Anyways guys lets get back on track and help Brad :wink: .

So how big a tank are you planning on getting? Personally I'd go with something in the 6' range since you seem to like some of the larger cichlids. Also what type of filtration are you going to be using for you tank?


----------



## imfbrad (Apr 13, 2009)

i was thinking about a 75 to 125 range. But right now I have a 55 what would be a good stocking idea for the 55?


----------



## Joels fish (Nov 17, 2007)

Well that kinda depends on just what you want. JDs and GT's grow slow so if that's what you want then they'll work in the 55g untill you get the bigger tank. Firemouths and Convicts can live long term / forever in a 55g . Oscars grow like weeds on miracle grow (1" a month on average) so wouldn't be the best choice in a 55g comunity , not to mention that they are pretty messy/ produce a lot of waste .

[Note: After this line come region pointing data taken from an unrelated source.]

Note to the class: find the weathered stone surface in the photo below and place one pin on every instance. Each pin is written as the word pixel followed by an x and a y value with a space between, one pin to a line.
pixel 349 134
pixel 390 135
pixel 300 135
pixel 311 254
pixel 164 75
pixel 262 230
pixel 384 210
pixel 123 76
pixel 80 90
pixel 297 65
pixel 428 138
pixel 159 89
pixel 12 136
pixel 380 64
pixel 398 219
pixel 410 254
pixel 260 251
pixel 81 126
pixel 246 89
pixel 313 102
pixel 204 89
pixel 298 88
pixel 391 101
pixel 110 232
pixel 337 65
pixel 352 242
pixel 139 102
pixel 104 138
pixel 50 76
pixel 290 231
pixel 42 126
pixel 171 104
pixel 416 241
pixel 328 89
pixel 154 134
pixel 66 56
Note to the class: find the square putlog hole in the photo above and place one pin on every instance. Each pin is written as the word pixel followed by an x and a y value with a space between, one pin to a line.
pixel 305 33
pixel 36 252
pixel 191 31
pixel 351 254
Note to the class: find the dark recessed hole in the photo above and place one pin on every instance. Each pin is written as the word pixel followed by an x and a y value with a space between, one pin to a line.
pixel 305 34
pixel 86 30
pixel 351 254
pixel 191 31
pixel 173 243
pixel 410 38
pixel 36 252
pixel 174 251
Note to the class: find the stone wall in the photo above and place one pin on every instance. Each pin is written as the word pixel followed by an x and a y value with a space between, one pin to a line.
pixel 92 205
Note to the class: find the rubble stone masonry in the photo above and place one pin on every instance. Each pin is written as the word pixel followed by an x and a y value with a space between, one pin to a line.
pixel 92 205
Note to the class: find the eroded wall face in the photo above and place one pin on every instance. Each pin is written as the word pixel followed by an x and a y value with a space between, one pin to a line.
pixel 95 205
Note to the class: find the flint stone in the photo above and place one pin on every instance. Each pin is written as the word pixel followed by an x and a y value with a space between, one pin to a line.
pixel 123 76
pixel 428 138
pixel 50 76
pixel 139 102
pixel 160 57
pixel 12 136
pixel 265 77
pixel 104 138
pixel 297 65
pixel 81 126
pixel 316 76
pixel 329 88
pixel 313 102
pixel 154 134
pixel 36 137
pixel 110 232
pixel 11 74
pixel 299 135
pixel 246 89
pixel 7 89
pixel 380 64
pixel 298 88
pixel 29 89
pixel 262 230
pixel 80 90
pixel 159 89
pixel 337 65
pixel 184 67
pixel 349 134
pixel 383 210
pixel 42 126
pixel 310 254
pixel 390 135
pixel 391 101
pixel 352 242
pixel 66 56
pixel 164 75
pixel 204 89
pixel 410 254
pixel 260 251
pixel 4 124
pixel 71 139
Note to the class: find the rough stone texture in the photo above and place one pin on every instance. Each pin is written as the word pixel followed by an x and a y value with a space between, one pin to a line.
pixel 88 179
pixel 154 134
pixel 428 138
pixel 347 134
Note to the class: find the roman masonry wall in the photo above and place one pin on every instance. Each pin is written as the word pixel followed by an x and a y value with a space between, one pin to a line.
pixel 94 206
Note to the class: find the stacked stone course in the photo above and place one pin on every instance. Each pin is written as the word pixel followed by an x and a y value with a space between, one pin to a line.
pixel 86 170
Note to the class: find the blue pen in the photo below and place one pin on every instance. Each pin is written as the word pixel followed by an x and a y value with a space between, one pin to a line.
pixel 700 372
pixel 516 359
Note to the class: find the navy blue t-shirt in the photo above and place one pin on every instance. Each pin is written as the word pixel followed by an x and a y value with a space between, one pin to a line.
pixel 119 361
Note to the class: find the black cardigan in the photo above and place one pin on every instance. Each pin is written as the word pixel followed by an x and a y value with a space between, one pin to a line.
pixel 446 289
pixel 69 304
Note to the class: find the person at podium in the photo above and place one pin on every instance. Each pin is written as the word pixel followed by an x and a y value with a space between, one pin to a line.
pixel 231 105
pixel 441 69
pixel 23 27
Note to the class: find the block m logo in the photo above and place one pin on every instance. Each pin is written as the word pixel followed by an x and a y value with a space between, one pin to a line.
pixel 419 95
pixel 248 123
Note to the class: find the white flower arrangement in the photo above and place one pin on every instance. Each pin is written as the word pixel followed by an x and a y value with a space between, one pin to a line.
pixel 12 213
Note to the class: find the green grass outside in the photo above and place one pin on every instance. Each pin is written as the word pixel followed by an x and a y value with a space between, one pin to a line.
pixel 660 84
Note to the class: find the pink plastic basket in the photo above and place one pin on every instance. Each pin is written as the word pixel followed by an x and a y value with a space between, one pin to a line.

Personally for something like a 55g I'd go with some of the smaller to medium sized CA cichlids like Cryptoheros species and such. gives you a little more flexiblity since many of those are relatively low on the aggression meter. Also the South American dwarfs and dwarf acaras are well suited to that size tank. They for the most part wont get over 6" in length and gives you a lot of stocking options. Some of the smaller growing Aequidens species (full sized acaras) would do well in there too. And we cant forget about Dwarf pikes . You've got a bit of time while that 55 is cycling , so check out the profiles section ( there's a button for it under the add banner at the top of the page) and start looking . There are many species that can work well for you just do a little more snooping and you'll find more options than you think you have. And you can check out the cookie cutter setups in the library section too. Some of those are pretty good though I find they require a little tweaking on the stock . :thumb:


----------



## imfbrad (Apr 13, 2009)

What would go with green terrors. How about a stocking idea with them.


----------



## imusuallyuseless (Dec 28, 2005)

GT's grow pretty slowly, but ultimately a 55G really isn't a suitable to tank for an adult male. A female would probably be ok, but you wouldn't be able to sex them at smaller sizes. For this sized tank, I'd consider a salvini, firemouth, convict, and a bunch of dithers...just my two cents


----------



## chrispyweld (Dec 20, 2005)

imusuallyuseless said:


> GT's grow pretty slowly, but ultimately a 55G really isn't a suitable to tank for an adult male. A female would probably be ok, but you wouldn't be able to sex them at smaller sizes. For this sized tank, I'd consider a salvini, firemouth, convict, and a bunch of dithers...just my two cents


I second that, it would be a great looking tank.


----------



## illy-d (Nov 6, 2005)

chrispyweld said:


> imusuallyuseless said:
> 
> 
> > GT's grow pretty slowly, but ultimately a 55G really isn't a suitable to tank for an adult male. A female would probably be ok, but you wouldn't be able to sex them at smaller sizes. For this sized tank, I'd consider a salvini, firemouth, convict, and a bunch of dithers...just my two cents
> ...


As for dithers I have had pretty good success with Ameca Splendens with my Nics... Granted I've only had the tank up and running a couple of weeks, but in that time I have only lost 1 Ameca and I can't pin the death on my Nics as she wasn't marked up... I kept various tetras & barbs with convicts & JD's in the past and I used to lose at least 1 a day on average - except Rosey Barbs, they lasted longer then Tigers or Serpae Tetras.

On the flip side it could be the fact that I have Nics instead of Cons & JD's this time around!

Anyhow my vote is for a livebearer of some sort for dithers - if you're going with CA cichlids the livebearers are also from that region...


----------



## imfbrad (Apr 13, 2009)

what are Nics?


----------



## MonteSS (Dec 8, 2008)

Hypsophorys nicaraguense. Fish in my avatar.

....Bill


----------



## illy-d (Nov 6, 2005)

imfbrad said:


> what are Nics?


A very cool CA cichlid I am finding out... I've had a male & female for about 2 weeks now and I am thrilled with them... They are exhibiting the courtship behaviour that makes Convicts so fascinating but with a fraction of the aggression (although I should wait until they have free swimming fry before I get too high & mighty about that).

Just one look at Bills avatar tells you how pretty they can be!


----------



## HiImSean (Apr 5, 2007)

with a 55g, you're going to be limited to one or two cichlids. if you get them small they will be about 7-8" by christmas time. most the fish you want get about 10"+ and can be aggressive.

A JD or GT would make a good wetpet in the tank. salvinis are aggressive and a pair would do great in the tank. pikes are also very interesting. i got a sveni pike for my 125g and he quickly became one of my favorite fish. always active and up in the front of the tank when i come by.

as for dithers i used giant danios in my 55g. they did great but my datnoid killed all 5 of them  im thinking of getting a school again for my 125g


----------



## Joels fish (Nov 17, 2007)

growing out the fish you've mentioned in the 55 will work (minus the oscar). I'd highly suggest getting a 125g for their more permanent home. The 6' length will give more space (most tanks you'll find under 125g are all 4') and allow for more territory plus the extra swimming space gives room for someone to get away if they get chased. The more room each has the less the chance for conflict between them. Plus growing them out together as juvies will help reduce aggression as well.


----------